Question

In ΔABC, D, E and F are the mid-points of sides AB, BC and CA respectively. If the coordinates of D, E and F are (–2, 5), (3, –4) and (7, a) respectively and area of ΔABC is 212 sq. units, then the possible value of a can be

• A. -7
• B. -10
• C. 10
• D. 24

Answer 1

The correct option is C 10

Given that D, E, F are mid points of AB, BC and CA of Δ ABC.

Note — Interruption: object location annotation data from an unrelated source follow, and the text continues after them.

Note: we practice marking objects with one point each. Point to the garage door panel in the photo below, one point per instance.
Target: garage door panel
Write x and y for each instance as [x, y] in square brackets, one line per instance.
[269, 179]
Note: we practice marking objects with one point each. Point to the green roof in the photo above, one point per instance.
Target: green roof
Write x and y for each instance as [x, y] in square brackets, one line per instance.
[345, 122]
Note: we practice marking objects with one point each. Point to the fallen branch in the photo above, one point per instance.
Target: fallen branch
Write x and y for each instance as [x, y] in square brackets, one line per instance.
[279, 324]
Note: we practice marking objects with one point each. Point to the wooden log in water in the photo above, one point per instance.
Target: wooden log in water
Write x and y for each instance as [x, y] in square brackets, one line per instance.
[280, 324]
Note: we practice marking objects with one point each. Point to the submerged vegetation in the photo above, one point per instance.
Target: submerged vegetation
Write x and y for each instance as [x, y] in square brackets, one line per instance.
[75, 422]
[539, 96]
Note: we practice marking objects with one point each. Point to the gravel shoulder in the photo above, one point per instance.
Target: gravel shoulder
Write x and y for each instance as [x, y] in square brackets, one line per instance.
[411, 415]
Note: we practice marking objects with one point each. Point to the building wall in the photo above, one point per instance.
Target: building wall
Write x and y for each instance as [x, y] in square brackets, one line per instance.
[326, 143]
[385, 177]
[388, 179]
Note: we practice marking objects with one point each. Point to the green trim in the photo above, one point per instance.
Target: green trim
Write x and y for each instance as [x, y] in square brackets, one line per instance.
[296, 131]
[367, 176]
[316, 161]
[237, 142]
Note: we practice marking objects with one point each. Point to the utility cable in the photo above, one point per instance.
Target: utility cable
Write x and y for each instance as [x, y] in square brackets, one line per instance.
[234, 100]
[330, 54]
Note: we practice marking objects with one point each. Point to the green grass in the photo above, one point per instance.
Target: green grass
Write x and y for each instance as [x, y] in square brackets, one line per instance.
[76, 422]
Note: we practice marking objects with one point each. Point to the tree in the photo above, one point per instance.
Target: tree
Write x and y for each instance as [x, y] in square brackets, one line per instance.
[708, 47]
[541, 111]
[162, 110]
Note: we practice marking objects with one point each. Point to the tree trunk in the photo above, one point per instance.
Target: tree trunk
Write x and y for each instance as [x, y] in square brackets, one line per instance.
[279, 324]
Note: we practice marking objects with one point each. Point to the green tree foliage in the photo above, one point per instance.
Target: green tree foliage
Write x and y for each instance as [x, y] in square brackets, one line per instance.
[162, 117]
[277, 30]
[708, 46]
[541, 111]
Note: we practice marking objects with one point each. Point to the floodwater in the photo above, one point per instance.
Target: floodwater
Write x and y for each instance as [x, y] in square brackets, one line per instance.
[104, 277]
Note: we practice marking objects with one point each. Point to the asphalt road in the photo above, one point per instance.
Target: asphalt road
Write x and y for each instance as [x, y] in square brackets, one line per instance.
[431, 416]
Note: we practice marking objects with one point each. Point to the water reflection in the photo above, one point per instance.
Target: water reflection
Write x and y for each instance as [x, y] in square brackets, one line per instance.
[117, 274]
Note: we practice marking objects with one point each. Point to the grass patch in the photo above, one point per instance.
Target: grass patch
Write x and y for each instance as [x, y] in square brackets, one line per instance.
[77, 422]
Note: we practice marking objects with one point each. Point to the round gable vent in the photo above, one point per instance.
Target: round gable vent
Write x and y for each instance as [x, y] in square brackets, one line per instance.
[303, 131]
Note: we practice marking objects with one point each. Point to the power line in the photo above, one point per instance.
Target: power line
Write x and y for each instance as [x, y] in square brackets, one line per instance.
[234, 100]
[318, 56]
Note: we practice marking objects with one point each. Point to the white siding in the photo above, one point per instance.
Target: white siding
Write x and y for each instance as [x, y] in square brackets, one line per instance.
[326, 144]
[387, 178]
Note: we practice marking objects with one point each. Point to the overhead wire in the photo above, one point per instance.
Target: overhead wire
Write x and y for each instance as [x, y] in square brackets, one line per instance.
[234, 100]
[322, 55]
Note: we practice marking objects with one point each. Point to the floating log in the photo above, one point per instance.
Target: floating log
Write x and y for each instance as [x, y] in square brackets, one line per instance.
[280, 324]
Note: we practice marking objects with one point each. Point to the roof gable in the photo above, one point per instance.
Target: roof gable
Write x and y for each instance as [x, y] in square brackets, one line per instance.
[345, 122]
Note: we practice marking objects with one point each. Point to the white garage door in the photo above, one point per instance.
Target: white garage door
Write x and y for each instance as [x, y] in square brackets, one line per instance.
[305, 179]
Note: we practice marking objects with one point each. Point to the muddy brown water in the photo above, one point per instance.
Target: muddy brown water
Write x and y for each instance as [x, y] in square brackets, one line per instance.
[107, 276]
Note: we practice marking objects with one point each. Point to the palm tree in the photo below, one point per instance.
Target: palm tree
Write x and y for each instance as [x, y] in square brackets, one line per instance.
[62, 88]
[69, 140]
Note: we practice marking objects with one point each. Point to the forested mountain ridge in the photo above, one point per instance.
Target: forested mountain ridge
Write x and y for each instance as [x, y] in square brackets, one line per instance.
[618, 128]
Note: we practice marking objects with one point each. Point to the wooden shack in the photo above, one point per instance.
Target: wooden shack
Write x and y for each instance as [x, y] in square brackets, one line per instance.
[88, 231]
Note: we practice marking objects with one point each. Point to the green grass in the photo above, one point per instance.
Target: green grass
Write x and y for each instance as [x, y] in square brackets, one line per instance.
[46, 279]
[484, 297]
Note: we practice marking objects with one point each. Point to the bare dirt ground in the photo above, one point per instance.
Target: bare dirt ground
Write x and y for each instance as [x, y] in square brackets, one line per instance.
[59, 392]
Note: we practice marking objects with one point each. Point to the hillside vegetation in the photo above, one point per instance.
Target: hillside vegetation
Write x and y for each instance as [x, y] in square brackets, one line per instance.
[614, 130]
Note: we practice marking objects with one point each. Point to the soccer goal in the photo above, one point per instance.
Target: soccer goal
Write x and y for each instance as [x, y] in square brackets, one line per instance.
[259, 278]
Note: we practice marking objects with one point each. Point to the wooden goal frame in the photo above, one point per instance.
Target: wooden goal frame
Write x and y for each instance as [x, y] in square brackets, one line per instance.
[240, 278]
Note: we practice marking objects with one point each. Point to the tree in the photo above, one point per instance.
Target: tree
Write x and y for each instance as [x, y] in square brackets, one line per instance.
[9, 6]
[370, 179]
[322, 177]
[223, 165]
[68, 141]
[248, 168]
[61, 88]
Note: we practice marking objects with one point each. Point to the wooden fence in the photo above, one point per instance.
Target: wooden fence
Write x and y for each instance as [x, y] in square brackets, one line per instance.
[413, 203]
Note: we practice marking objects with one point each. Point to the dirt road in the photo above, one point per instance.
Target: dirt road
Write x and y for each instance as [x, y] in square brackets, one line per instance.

$Area\left(\Delta DEF\right)=\frac{1}{2}|-2(-4-a)+3(a-5)+7(5+4)|$

$=\frac{1}{2}|8+2a+3a-15+63|$

$=\frac{1}{2}|5a+56|\text{sq.units}$

Now, we know that if D, E and F are respectively the mid-points of the sides BC, CA and AB of a ∆ABC then,

$Ar\left(\Delta DEF\right)=\frac{1}{4}\times Ar\left(\Delta ABC\right)$

Thus, $Ar\left(\Delta ABC\right)=4Ar\left(\Delta DEF\right)$

$\Rightarrow 4\times \frac{1}{2}|5a+56|=212$

$\Rightarrow 10a+112=212or,-212=10a+112$

$\Rightarrow 10a=100or,10a=-324$

$\Rightarrow a=10unitsor,a=-32.4units$

Hence, the correct answer is option (c).